Once the marching cubes case is defined the uTrianglesIndex sampler is used to obtain the total amount of vertices to generate for the corresponding voxel. Finally the output of the shader is generated encoding the amount of triangles in the RGB channel and the marching cubes case in the alpha channel. The output of this program is a texture3D which has the active voxels scattered on a 2D texture, this means that a stream compaction pass should be applied to the output of this shader to calculate the corresponding vertices only in the active cells. The result of this step can be seen in the following image.

The same shader can me modified to write a second debugging texture that shows the amount of triangles allocated per voxel, this would give a visual representation of how things are working in the first step. The idea is to use multiple render targets and rewrite the output the shader as follows:

//The resulting fragment saves the amount of triangles to generate and the MC case obtained.
gl_FragData[0] = vec4(vec3(totalTrianglesToGenerate * 3.), c);

//Color implementation to check the amount of triangles required inside each voxel
gl_FragData[1] = vec4(0.);
if(totalTrianglesToGenerate == 1.) gl_FragData[1] = vec4(0., 0., 1., 1.);
if(totalTrianglesToGenerate == 2.) gl_FragData[1] = vec4(0., 1., 0., 1.);
if(totalTrianglesToGenerate == 3.) gl_FragData[1] = vec4(1., 0., 0., 1.);
if(totalTrianglesToGenerate == 4.) gl_FragData[1] = vec4(0., 1., 1., 1.);
if(totalTrianglesToGenerate == 5.) gl_FragData[1] = vec4(1., 0., 1., 1.);

The second output represent a color visualization of the amount of triangle to generate, color convention is defined below:

– blue: one triangle.
– green: two triangles.
– red: three triangles.
– blue + green (aquamarine): four triangles.
– blue + red (purple): five triangles.

The image below shows the visual representation obtained from the active cells step, notice that most of the cells require two triangles per voxel (green color), meaning that the algorithm would be calculating a median of six vertices per active voxel.

Stream Compaction and vertices generation:

Once the active voxels are allocated and each case is defined for them, a stream compaction method should be applied to the resulting texture avoiding the generation of triangles over non active voxels. To do so the current implementation uses the expansion ability of the histopyramids allowing to allocate offsets of one particular value in the output stream during the compaction process.
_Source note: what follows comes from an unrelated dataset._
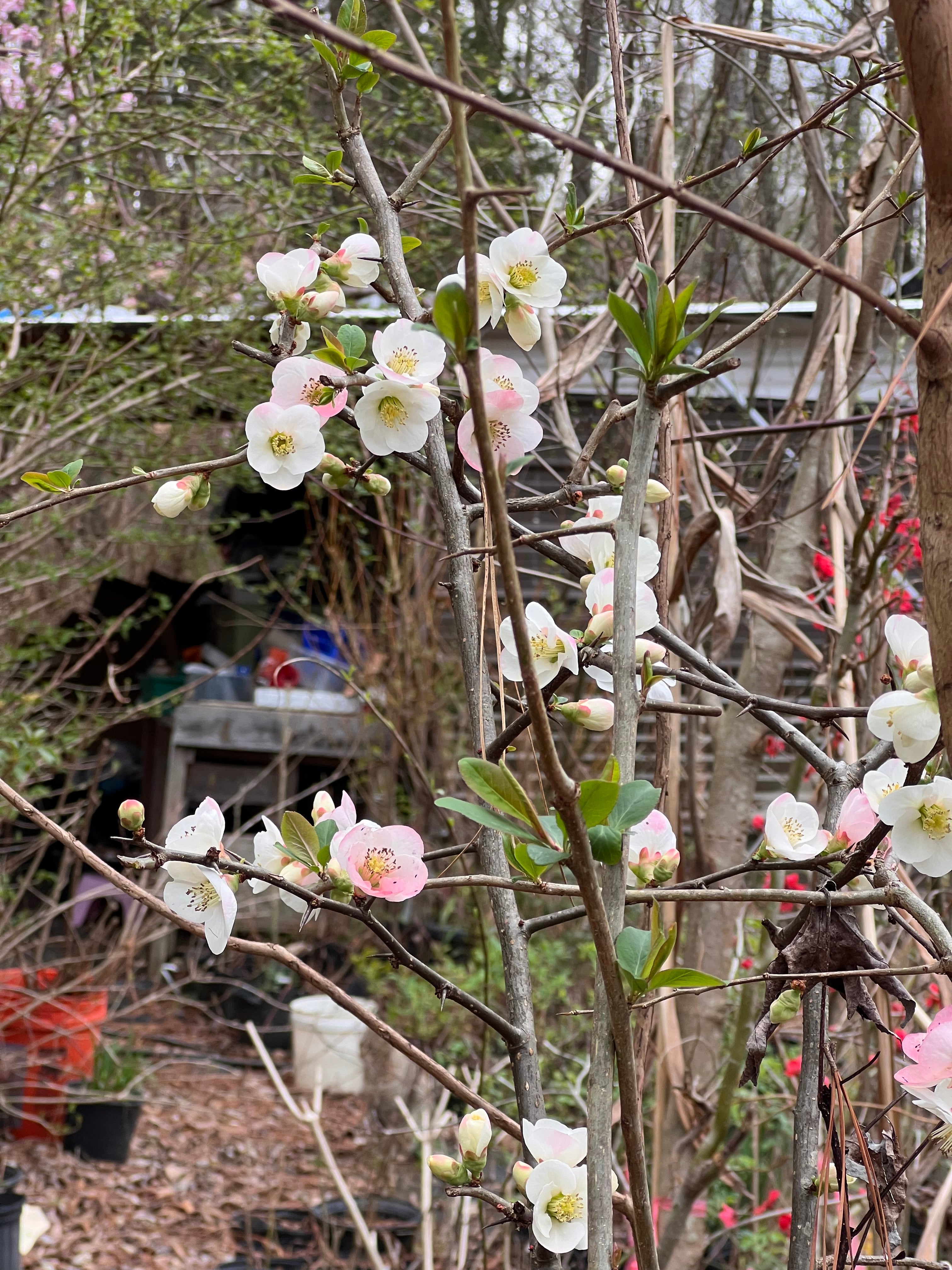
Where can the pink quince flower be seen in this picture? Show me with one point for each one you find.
(931, 1053)
(856, 820)
(513, 432)
(384, 863)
The compaction process is partially based on this post. In the implementation explained in the previous article one initial base texture is generated from the data texture to compress. This base texture is based on a binary image where each position represent where the data is allocated. Inserting the binary texture in the reduction process the algorithm returns the amount of data (values) in the texture.
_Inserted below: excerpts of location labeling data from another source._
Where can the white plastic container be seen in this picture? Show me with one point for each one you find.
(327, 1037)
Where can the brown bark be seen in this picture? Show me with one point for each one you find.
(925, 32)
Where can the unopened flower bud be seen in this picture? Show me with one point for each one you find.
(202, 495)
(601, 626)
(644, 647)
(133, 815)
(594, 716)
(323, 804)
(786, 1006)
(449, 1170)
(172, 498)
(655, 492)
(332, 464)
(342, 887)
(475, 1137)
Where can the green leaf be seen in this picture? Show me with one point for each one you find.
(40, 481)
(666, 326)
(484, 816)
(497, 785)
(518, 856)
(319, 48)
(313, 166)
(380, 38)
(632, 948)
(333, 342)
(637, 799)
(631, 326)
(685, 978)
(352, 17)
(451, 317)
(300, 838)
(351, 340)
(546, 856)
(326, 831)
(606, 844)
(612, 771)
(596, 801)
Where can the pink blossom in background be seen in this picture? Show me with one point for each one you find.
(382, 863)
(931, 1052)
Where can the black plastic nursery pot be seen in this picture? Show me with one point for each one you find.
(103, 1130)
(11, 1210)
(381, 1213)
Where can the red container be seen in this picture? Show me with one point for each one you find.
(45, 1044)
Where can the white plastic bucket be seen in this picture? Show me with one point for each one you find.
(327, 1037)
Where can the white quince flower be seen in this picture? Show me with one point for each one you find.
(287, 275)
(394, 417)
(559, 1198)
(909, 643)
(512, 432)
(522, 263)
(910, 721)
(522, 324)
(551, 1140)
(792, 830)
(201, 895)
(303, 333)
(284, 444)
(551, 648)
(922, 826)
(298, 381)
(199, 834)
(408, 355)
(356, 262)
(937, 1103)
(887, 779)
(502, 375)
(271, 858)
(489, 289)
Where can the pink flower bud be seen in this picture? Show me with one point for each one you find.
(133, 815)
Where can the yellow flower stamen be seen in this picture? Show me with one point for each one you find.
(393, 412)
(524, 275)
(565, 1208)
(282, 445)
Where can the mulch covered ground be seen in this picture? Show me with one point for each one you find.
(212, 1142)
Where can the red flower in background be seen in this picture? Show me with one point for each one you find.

Instead of using a binary texture, the base texture would be the result from the active voxels step, where each “active “ fragment represents the amount of vertices required for each active voxel. Using this texture in the reduction process allows to know the total vertices required to generate.

Once the reduction process obtains the total amount of vertices, the compaction reorganize the texture from the active voxels step, generating contiguous offsets of the same voxel information as many times as vertices are defined for each voxel. The following image shows the difference between a compaction of a binary texture and the texture obtained from the active voxels step.

Since the compaction process also returns a unique key for each offset, the result represents the memory required to allocate the amount of vertices to generate, arranged by voxels and indexed by local voxels offsets. This means that the same shader can be used the generate the vertices and normals using the marching cubes algorithm.

The new compaction/expansion and vertices/normals shader is shown below.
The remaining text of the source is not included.